Housing Harder for Americans to Afford in Q3

If you feel like home prices are out of control, there’s some data that lends a little credence to your theory. According to a study published at the end of September by ATTOM Data Solutions, housing affordability is rising in many counties across the United States.

ATTOM, RealtyTrac’s new parent company, revealed that almost a quarter of the 414 U.S. counties they track are currently less affordable than their historical average. The Q3 price data shows a year-over-year jump of five percent and a quarter-over-quarter jump of about two percent. The 24 percent of counties showing higher-than-historic-average affordability in Q3 2016 was the highest mark for that metric since 2009.

ATTOM’s report showed 101 out of 414 tracked counties with an affordability index less than 100. A score below 100 means a median-priced property in that county is less affordable than a historical average calculated from data going back to the beginning of 2005.

The affordability index also factors in the percentage of wages required to make house payments on a median-priced property. The theoretical payment includes property taxes, insurance, interest on a 30-year fixed rate mortgage (minus a three percent down payment), and a principle.

Not All Bad News

The report had good news for homebuyers in some counties across the nation. Affordability improved in some of the U.S. housing markets that had previously seen the most price inflation. That’s a good sign that home prices are starting to react accordingly to affordability constraints. For buyers that have been holding back because they felt priced out of a market, this is a positive development that may signal more correction ahead in Q4 and into 2017.

At the County Level

Of course, the overall picture is that homes are getting less affordable.

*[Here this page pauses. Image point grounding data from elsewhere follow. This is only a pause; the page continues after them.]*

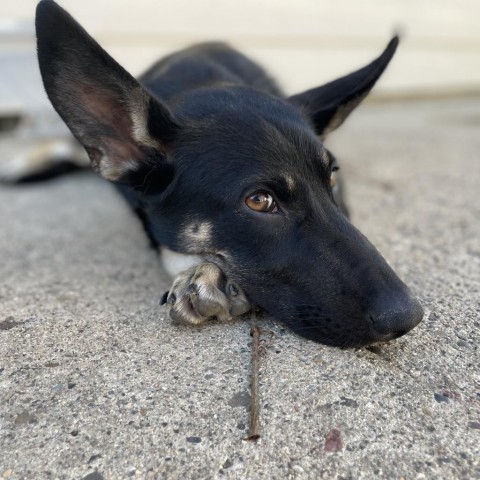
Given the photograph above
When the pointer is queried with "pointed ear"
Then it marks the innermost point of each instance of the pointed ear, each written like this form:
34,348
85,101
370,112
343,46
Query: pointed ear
329,105
120,125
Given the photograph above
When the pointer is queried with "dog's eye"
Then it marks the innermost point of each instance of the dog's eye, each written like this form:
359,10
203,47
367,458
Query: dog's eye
261,202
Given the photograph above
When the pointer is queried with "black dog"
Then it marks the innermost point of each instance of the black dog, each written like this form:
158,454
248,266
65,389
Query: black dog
233,179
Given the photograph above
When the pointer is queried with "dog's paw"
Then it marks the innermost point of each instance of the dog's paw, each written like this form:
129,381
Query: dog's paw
204,292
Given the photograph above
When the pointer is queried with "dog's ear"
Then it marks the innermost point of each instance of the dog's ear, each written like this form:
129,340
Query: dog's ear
329,105
122,128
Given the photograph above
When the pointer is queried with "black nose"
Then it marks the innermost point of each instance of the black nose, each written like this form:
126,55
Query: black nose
392,318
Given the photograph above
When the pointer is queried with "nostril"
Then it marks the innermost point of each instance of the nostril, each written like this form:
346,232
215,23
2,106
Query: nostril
396,322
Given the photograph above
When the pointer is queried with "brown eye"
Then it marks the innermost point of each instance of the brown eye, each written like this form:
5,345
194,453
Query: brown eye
261,202
333,181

The pricing situation worsened in 261 counties tracked by ATTOM. Median home price growth outpaced wage growth in nearly 90 percent of the 414 counties in the study.

The trend in the two previous quarters of 2016 was the opposite of what took place in Q3. In the second quarter this year, the percentage of counties with higher home price growth than wage growth dropped to a recent low of 58 percent.

One major reason for the worsening of the price and wage gap was the stagnation of income. Looking at the 414 counties in the report, average weekly wages fell by 0.1 percent in the third quarter.